Since the mid 1960’s the question of whether God is dead has been continually discussed (1966). This was followed by claiming Jesus never rose from the dead, and thereafter Christianity underwent a softening. This disturbed Engelhardt. The secular West had successfully recast the character of the public space. God has become private, and transcendence is abhorred in many circles. However, without God, Engelhardt believed there is a propensity toward the pursuit of self-realization and self-absorption without consideration of God or the transcendent. He pointed out that Orthodox Christians, Orthodox Jews, and Muslims understand this. Uncivil rhetoric and uncivil behavior in public spaces, in physical, written, and visual insults to each other has left a gulf between the secularists, the traditionalists, and those who actually see value somewhere in the middle where values may be discussed. Engelhardt may have disagreed with the secular community as to what should be and what should not be in regard to sex, abortion on demand, politics, procreation, end-of-life matters, stem cell research, etc. (Engelhardt 2017), but he would have never shut any side out of a discussion.

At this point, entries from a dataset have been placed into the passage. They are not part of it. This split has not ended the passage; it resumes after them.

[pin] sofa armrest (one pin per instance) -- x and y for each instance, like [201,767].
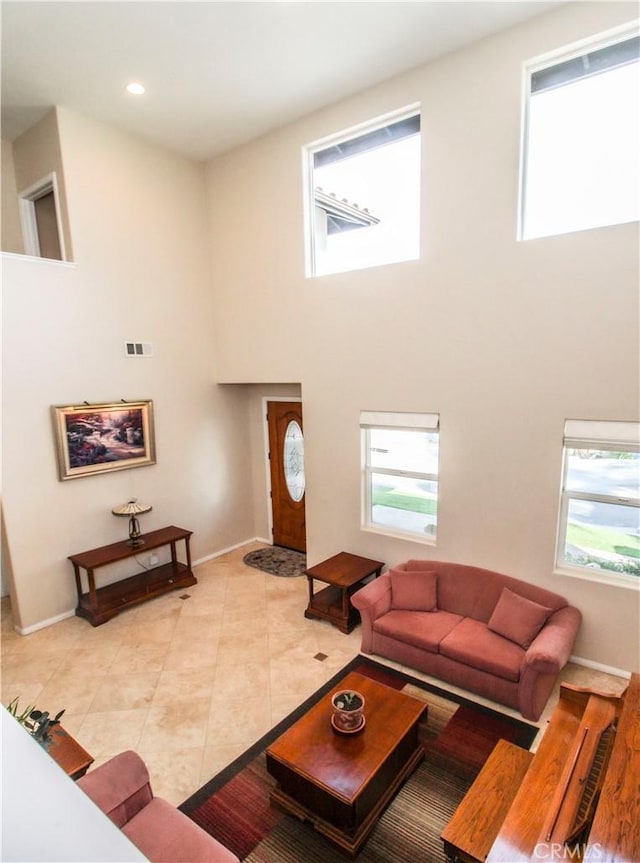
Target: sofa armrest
[120,787]
[372,601]
[546,657]
[551,648]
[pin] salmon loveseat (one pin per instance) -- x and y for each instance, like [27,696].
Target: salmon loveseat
[122,789]
[490,633]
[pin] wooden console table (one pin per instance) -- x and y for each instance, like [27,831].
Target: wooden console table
[97,605]
[344,573]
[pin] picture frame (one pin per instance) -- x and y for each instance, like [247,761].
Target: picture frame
[100,438]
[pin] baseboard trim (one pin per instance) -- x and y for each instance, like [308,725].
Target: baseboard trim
[27,630]
[229,549]
[599,666]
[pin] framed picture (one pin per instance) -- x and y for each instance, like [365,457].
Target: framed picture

He loved
debate and he was always well armed, spirited, and extremely persuasive, and was ever “the enfant terrible of bioethics: irrepressible, irreverent, unpredictable, but ever insightful and brilliant (Iltis and Cherry 2014).” His concern about who will be the spokespersons for bioethics at this time in history concerned him greatly. He had feared that the secular community had become, or at least behaved as, a fundamentalist religion in and of itself, and that the secular community would not listen to what the current non-dominant traditionalist voices had to contribute. He feared that a loss of the God’s-eye perspective would indelibly harm the practice of bioethics and formation of healthcare policy. His work After God, has exquisitely brought his concerns to light.
Conclusion
H. Tristram Engelhardt’s life’s work cannot be given due justice here because only his last book is discussed (although this text does embody much of his life’s work). Furthermore, it is addressed by an author, who while holding him in high regard, does not have the required depth on the matters discussed, but will always remember his friendship and tireless, rigorous work challenging and confronting Western secular philosophical assumptions that he (Engelhardt) believed were not adequate to provide a successful canonical foundation for a bioethics and political theory that supports healthcare policy in the West, as influenced by his Orthodox Christian faith. We will miss him.